There will also be another undisputed world title fight on the undercard, as undisputed women's welterweight champion Cecilia Braekhus (33-0, 9 KOs), 36, of Norway will defend her belts against Inna Sagaydakovskya (7-0, 3 KOs), 33, of Russia.
Usyk-Gassiev was initially scheduled to take place on May 11 in Jeddah, Saudi Arabia, but Usyk suffered a minor left elbow injury during his training camp, which forced the 200-pound final to be postponed and moved to a new location. Most expect a competitive and exciting fight matching Usyk's tremendous boxing skills with Gassiev's raw punching power.
The winner will become only the third undisputed cruiserweight world champion, joining three-belt champions Evander Holyfield and O'Neil Bell, as well as only the fourth male fighter to unify all four major titles in any division in the four-belt era. The winner will join former middleweight champions Bernard Hopkins (2004) and Jermain Taylor (2005), and former junior welterweight champion Terence Crawford, who unified the four 140-pound belts last August and then vacated to move up to welterweight and win a world title on June 9.
"This fight has the attention of fans all over the world," Gassiev said. "We are going to make history and will make a beautiful fight."

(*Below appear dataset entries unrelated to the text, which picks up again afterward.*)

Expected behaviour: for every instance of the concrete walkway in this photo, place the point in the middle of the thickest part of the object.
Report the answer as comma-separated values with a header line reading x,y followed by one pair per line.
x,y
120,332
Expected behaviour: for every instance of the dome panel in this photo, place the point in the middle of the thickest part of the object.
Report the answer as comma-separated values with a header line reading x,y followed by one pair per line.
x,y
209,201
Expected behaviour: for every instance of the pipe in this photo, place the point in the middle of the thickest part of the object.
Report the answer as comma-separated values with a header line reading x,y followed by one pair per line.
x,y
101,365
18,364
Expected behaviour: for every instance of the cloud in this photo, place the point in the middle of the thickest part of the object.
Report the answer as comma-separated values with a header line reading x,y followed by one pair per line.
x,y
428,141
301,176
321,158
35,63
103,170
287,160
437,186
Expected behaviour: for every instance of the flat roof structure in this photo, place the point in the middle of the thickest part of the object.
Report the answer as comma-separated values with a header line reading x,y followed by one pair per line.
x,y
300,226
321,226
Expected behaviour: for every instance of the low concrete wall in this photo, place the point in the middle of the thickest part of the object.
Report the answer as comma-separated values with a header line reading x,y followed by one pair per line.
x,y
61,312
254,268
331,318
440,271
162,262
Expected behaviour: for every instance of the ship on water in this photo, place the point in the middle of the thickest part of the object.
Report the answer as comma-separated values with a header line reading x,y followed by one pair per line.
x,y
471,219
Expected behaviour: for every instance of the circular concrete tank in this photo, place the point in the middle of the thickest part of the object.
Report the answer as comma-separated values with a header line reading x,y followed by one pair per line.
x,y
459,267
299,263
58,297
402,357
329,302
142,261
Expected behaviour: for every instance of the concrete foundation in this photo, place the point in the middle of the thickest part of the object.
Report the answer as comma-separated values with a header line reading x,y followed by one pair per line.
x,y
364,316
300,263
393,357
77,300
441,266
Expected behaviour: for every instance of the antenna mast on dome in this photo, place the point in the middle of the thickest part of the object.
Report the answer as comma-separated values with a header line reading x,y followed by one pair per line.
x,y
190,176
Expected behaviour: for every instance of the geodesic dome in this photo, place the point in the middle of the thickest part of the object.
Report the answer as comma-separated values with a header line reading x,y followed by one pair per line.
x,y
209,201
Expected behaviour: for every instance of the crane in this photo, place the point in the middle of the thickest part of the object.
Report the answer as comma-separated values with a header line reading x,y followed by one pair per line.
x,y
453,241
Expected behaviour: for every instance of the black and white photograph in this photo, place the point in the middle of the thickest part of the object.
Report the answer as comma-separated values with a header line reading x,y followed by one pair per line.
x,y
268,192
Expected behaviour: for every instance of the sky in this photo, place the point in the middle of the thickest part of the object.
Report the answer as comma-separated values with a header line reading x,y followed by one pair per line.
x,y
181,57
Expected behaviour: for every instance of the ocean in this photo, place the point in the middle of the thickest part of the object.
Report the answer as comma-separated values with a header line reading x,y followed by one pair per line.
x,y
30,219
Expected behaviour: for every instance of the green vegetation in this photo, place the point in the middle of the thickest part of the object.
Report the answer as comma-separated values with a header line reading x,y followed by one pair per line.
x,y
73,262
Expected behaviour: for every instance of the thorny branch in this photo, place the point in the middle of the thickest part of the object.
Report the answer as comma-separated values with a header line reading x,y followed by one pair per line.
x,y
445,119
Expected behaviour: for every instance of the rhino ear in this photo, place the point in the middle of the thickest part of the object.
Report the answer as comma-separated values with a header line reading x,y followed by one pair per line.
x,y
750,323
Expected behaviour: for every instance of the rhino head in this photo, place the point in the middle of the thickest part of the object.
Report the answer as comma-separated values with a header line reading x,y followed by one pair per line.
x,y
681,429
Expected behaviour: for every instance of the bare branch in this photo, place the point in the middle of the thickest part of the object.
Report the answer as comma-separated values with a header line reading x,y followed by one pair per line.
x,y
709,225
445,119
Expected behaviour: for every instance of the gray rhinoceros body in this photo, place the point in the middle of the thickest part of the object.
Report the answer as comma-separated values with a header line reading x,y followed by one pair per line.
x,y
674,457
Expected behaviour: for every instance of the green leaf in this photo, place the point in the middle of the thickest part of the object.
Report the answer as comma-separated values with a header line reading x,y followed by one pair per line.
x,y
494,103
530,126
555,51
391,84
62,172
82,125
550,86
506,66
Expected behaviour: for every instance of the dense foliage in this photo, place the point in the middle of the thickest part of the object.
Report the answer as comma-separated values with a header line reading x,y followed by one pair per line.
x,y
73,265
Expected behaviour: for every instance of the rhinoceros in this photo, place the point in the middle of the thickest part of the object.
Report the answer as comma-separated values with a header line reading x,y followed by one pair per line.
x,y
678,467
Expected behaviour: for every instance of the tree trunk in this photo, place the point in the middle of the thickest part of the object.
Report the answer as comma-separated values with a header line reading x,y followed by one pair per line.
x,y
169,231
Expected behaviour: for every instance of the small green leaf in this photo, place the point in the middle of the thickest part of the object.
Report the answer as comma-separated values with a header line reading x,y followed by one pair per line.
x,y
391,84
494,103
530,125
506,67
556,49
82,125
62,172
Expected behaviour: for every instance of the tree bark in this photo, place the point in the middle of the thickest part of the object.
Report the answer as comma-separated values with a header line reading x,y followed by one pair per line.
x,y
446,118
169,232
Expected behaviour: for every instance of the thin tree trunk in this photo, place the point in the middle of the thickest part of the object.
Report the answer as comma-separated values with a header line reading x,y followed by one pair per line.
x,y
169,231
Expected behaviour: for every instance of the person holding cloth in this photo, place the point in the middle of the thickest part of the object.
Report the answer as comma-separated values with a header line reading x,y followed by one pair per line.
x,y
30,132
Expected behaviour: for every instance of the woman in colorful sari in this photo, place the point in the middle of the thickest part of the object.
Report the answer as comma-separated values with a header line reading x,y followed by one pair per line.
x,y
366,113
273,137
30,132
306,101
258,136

Usyk (14-0, 11 KOs), a 31-year-old southpaw and the 2012 Olympic heavyweight gold medalist from Ukraine, unified two belts in the semifinals with a majority decision win over Mairis Briedis on Jan. 27 in Briedis' hometown of Riga, Latvia. Usyk once again finds himself on the road in Gassiev's home country of Russia. Usyk won his title in Poland, made his first two defenses in the United States and won the World Boxing Super Series quarterfinal by 10th-round knockout against former longtime titleholder Marco Huck in Huck's home country of Germany.
"It does not matter which city, which country my opponent is from, and I am not worried about fighting in Moscow," Usyk said. "For me, it's normal to fight abroad."
Gassiev (26-0, 19 KOs), 24, also unified two world titles in the semifinals with a stirring 12th-round knockout of Yunier Dorticos in a fight of the year contender on Feb. 3 in Sochi, Russia. He trains in Big Bear Lake, California, under Abel Sanchez and alongside unified middleweight world champion Gennady Golovkin. He's happy to fight at home but does not think it is that big of deal.
"I would fight anywhere in the world, but it is a plus for my mother and brother that they easily can watch the fight live," Gassiev said. "I am sure the final will be a very interesting and good fight for fans all over the world. May the best man win."
Sanchez has supreme confidence in Gassiev and predicted he would win by knockout.
"Usyk's got skills," Sanchez said. "He is a very good fighter. Dorticos, Usyk, Briedis ... any of those guys, they are all very physical themselves so we have to be more physical. And I feel that our exercises and system make us a little stronger, a little better, a little faster than most guys.
"You can't allow a fighter to be the one he wants to be, and I believe Murat will be able to break Usyk down. Briedis allowed Usyk to move, allowed him to be first, and when Briedis came close, he was not effective. But Usyk also allowed himself to be trapped and to be hit. If Usyk fights Murat the same way he fought Briedis, he will be on his back before nine."